They don’t really usually ask for course materials, but they do frequently ask about areas of courses that could be improved, could be not improved, could be changed, could not be changed. And so we have that and that’s very, very useful because they’re not necessarily giving us direct, “Hey, you should change this or you should add this,” or, “Hey, did you guys hear about this?” Most of the time it’s not low level, “Hey, make sure you have a unit on cyber ethics or make sure you have …” It’s not like that, but it’s like, “Hey, this type of thing has become really important.”
We really need to see students that graduate that have this skill. Especially when it comes to system administration, that’s been the one course that I feel like they want to break open the most.

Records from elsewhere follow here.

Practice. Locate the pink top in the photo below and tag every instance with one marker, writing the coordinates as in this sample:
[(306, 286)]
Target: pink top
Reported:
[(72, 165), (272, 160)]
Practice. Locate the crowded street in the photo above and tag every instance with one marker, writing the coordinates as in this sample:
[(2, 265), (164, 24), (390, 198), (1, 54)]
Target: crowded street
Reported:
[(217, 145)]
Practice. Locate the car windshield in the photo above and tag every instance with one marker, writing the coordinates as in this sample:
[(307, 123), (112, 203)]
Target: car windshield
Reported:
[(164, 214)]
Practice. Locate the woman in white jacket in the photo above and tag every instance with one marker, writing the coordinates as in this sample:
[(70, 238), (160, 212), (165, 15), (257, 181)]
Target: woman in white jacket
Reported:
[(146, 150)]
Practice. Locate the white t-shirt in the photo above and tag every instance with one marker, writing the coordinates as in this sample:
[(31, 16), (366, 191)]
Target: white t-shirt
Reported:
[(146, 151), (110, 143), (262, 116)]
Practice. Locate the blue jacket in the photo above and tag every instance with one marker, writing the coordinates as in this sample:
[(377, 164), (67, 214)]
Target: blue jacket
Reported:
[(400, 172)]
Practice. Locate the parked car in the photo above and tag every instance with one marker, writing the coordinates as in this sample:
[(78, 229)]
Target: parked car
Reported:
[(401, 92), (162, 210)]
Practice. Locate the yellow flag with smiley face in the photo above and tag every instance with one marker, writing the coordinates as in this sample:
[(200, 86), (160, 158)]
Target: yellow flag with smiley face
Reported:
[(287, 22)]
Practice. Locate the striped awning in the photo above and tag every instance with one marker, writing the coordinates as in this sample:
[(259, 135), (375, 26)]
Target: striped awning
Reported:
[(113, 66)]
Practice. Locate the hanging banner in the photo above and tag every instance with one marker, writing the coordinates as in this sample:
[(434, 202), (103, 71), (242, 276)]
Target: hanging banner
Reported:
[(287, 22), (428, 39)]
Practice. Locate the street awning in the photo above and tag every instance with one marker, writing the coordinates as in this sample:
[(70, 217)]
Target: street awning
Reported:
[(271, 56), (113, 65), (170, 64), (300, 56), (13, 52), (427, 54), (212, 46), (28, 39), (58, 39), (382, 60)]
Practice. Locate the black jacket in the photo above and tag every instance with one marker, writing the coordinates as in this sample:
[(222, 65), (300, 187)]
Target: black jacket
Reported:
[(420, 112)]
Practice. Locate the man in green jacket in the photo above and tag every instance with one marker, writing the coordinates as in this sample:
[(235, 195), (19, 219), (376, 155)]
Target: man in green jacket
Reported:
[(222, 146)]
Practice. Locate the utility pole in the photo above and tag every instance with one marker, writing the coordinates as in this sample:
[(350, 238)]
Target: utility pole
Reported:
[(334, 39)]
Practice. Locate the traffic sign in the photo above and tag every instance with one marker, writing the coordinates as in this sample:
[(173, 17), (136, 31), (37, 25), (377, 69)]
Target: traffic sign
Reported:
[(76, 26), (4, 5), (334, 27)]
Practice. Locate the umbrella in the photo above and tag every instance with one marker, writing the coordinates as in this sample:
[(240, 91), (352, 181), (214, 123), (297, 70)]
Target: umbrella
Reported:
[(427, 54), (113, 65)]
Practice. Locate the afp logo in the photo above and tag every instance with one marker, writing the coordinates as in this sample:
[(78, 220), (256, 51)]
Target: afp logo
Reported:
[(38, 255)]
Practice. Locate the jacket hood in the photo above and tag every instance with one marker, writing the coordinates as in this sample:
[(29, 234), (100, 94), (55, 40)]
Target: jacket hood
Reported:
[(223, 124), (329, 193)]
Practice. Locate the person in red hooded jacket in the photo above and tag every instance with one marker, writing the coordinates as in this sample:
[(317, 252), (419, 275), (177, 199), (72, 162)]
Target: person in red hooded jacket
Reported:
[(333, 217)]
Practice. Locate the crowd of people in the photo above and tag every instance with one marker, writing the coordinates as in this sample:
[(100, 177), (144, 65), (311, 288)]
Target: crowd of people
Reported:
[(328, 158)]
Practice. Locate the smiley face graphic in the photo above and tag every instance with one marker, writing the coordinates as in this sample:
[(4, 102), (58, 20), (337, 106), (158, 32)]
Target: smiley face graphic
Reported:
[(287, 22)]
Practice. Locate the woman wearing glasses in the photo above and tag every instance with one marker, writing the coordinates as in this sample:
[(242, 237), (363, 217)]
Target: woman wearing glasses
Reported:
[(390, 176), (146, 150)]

I don’t know, I feel like sometimes with system administration, can you really teach everything in one course, right? So when they talk about SQL, data mining, elements of SQL that comes into play because frequently we teach our database course generically because you do with have a computer science and cybersecurity program.
So when we talk about SQL injection attacks, we have to talk about this type of attack has become kind of common. Do you include this thing? So they’ll frequently add or provide us feedback with the information, provide us feedback with our curriculum. And typically we do an assessment as well.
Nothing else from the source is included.